Carlmont English teacher Erik Migdail said, “These people are amongst the most vulnerable in their home societies. Now they’ve come here to a country that claims to protect its most vulnerable members only to find themselves the victims of politics. This seems exact opposite of what’s inscribed at the base of the Statue of Liberty.”

In addition to the humanitarian and psychological issues caused by confinement, the detention centers rack up quite a cost to American taxpayers.

Congressman Bob Goodlatte of Virginia (Rep.) recently estimated that the construction of the Dilley center cost $500 million.

Additionally, Murray said, “There are current assessments ranging from $266 a day to over $300 a day per person in the centers, while alternatives can cost between 17 cents and $17 per day.”

GPS ankle monitors are one of the more expensive alternatives, although they are still significantly more cost effective than the detention centers.

The devices would track a wearer’s location and warn the individual if he neared a boundary.

Unfortunately, test subjects have reported that the bracelets also overheat occasionally and require the wearer to be essentially plugged into the wall while the device charges.

“We feel that detention should be used as a last resort when alternatives to detention cannot mitigate the risk of flight or to public safety. The least restrictive measures available and appropriate for the situation should be used,” Murray said.

The American Civil Liberties Union (ACLU) has dubbed the Administration’s approach a “blanket

no-release policy,” as even those with bona fide asylum claims are being detained for months or even years.

In December, the ACLU filed a class-action lawsuit against the federal government on the grounds that this policy is in violation of the Fifth Amendment and federal immigration laws, as long as the policy’s intention is the general deterrence of other immigrants.

The ACLU lawsuit said, “Immigration detention is not designed to serve the goal of general deterrence, which is properly the function of the criminal justice system.”

Senior Matthew Allen said, “I think any deterrence policy is wrong. I think we are unnecessarily harsh toward those seeking freedom and a new beginning, which is the same thing our ancestors sought when they came here. I don’t think the government should be spending that much time and effort on deporting immigrants if they pose no threat to our safety and are just here to make a living. This is definitely not the right way to handle the supposed issue.”
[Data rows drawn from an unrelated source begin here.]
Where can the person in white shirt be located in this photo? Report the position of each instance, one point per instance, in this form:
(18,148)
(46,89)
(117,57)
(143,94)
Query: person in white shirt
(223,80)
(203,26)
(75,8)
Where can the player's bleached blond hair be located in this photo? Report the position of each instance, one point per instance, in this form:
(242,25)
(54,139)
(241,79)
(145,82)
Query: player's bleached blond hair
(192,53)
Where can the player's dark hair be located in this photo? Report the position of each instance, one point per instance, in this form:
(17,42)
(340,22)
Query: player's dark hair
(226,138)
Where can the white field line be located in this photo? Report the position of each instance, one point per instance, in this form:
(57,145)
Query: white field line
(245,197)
Along with many others, both the ACLU and AILA have expressed concern over the possible expansion of the detention centers. There are already two additional facilities in Karnes, Texas and Berks County, Pennsylvania.
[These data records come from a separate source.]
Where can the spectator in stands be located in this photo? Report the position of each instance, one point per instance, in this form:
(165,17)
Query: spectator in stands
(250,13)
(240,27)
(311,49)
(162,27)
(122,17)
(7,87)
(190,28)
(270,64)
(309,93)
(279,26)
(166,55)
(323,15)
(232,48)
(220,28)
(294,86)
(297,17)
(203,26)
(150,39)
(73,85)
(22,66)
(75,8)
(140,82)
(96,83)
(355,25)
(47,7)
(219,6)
In AILA’s September letter to Congress and the Obama Administration, the association stated, “If these facilities implement the same rapid deportation model as is used in Artesia, hundreds if not thousands of mothers and children who have suffered domestic violence, sexual assault, gang violence, and other atrocities protected under U.S. asylum and humanitarian law will be unlawfully repatriated to their home countries.”

Homeland Security Secretary Jeh Johnson said to the Dilley inmates, “It will now be more likely that you will be apprehended; it will now be more likely that you will be detained and sent back.”

The higher deportation percentage anticipated by the Obama Administration is not meant to result from a decrease in legitimate asylum claims or an increase in apprehensions of non-U.S. citizens. It is expected that more immigrants, even those in need of political asylum, will be deported as a result of rushed legal proceedings. And yet, the Administration has chosen to go forth with the blanket no-release policy modeled by the detention center in Artesia.

Migdail said, “It seems to be completely antithetical to the ideals America is supposed to stand for.  These people came to our borders at great risk to themselves, seeking asylum under threat of rape or execution if they were to return to their home countries. Instead of being met with compassion, they have been met with incarceration.”